Dean stared out the window for a while before he muttered, "I have to stay with Sam."

"Who's…how old?"

"Nine."

"And he needs a babysitter."

He shrugged and went on looking out the window.  There was less to be seen out that way than out the front, unless you considered the back end of the shed to be interesting.

"He know how to shoot?" Lila asked.

He nodded.

"Well, hell, then.  They started leavin' me alone when I was six."

"It's different," Dean said.

"I don't see how.  What's he, delicate or somethin'?"

He fussed with the soda can for long enough that she knew he was deciding what to tell her.  How much he ought to talk about his life.  "It ain't none of your damn business" shot out of somebody's mouth pretty much every day around the Holler, but if you came down to it, there were no secrets here.  Not a bit of anything that somebody didn't see, or overhear, or figure out.  People sleeping with people they had no business sleeping with.  Fights and killings and deals, robberies and vandalism.
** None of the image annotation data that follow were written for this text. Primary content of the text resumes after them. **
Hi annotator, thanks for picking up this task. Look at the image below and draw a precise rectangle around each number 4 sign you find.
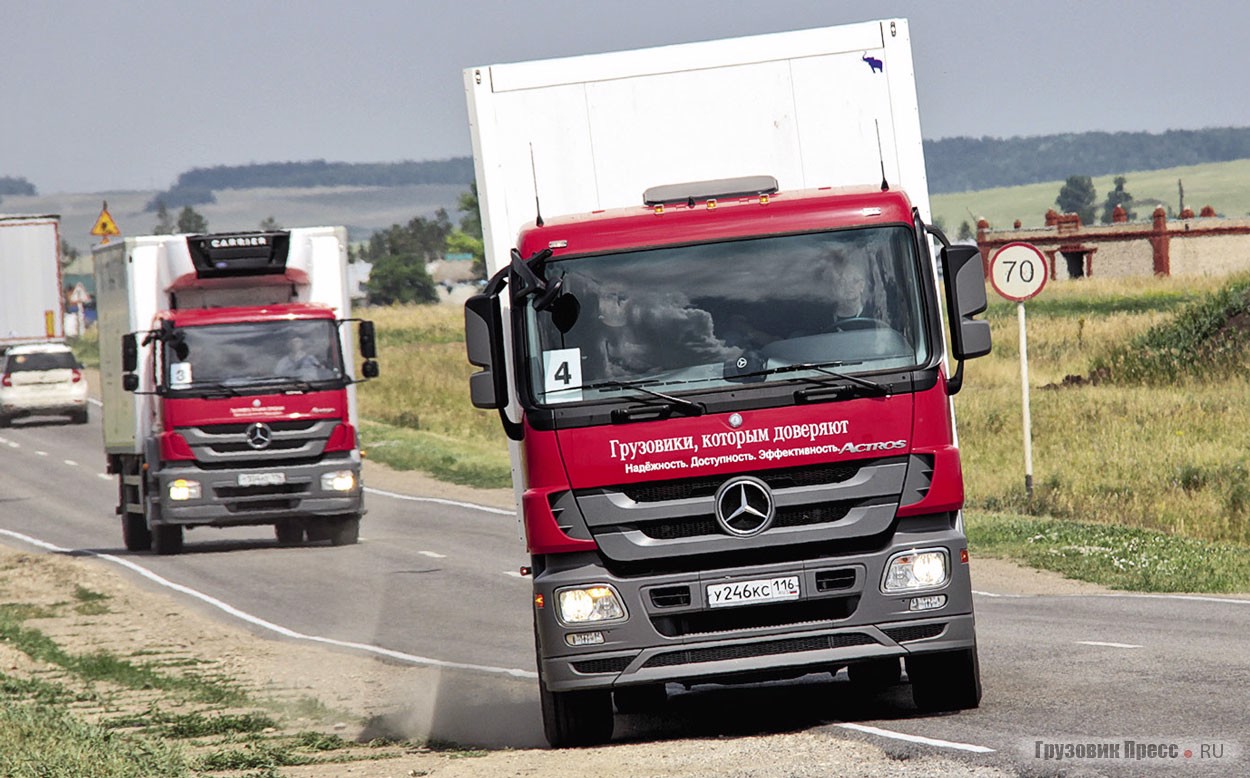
[990,243,1050,303]
[543,349,581,403]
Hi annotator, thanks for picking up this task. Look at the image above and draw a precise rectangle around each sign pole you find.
[1016,303,1033,503]
[990,243,1050,503]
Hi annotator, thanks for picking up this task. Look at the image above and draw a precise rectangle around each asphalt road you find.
[0,408,1250,775]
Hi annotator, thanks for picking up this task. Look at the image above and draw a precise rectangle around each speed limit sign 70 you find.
[990,243,1049,303]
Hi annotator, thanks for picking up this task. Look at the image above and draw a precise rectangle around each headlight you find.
[556,584,625,624]
[321,470,356,492]
[169,478,201,503]
[881,548,950,594]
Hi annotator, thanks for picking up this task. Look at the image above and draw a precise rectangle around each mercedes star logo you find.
[246,422,274,450]
[716,475,774,538]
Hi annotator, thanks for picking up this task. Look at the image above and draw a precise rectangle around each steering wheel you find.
[834,316,894,331]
"My mama went off with Daddy's friend Harlan," she said.  "The two of 'em got shitfaced down't the roadhouse in Hadley, and on the way back he hit a tree goin' upwards of ninety miles an hour."

Dean thought that over for a while.  Then he said, "I'm sorry."

"I don't think it much matters what killed 'em," Lila told him.  "All I know is, it was fucked up, and they're dead.  You want a sandwich?  I'll make you a sandwich.  God only knows when they'll be back.  We could be eatin' supper at two in the morning."

"It's just a salt and burn," Dean said.

Damn, but he was earnest.

"You never been here before, have you?" Lila asked.  When he shook his head, she told him, "There's bodies buried in places where there ain't even places, goin' back almost three hundred years.  This holler's full of the angry dead."

"My dad -"

"You smoke weed?" Lila asked.  "Drink?  You pop your cherry yet?"

"What's that got to do with anything?"

"You can hear 'em sometimes, in the middle of the night.  Yeah, maybe it's just the wind.  But the old folks'll tell you. There's people who were born here and never left.  Don't know how to leave, and that don't change when they're dead.  The ones your daddy and mine and th' others are lookin' for, they might not think a salt-and-burn's a good plan."

"But I don't understand -"

"That's the thing," Lila said.  "You got a long way to go before you do."

He bristled at that.  Had to, because he had ideas about himself.  She let him do it for a couple of minutes, while she put together a sandwich on a plate and set it down in front of him.

"You ever kill anybody?" she asked him then.

He looked at her, hard and unblinking, but the toughness didn't last long.  "No," he said.

"You will," she said softly.  "Best you can hope for's that you don't get to like it."

Then she pushed open the swinging door and left him alone with his food.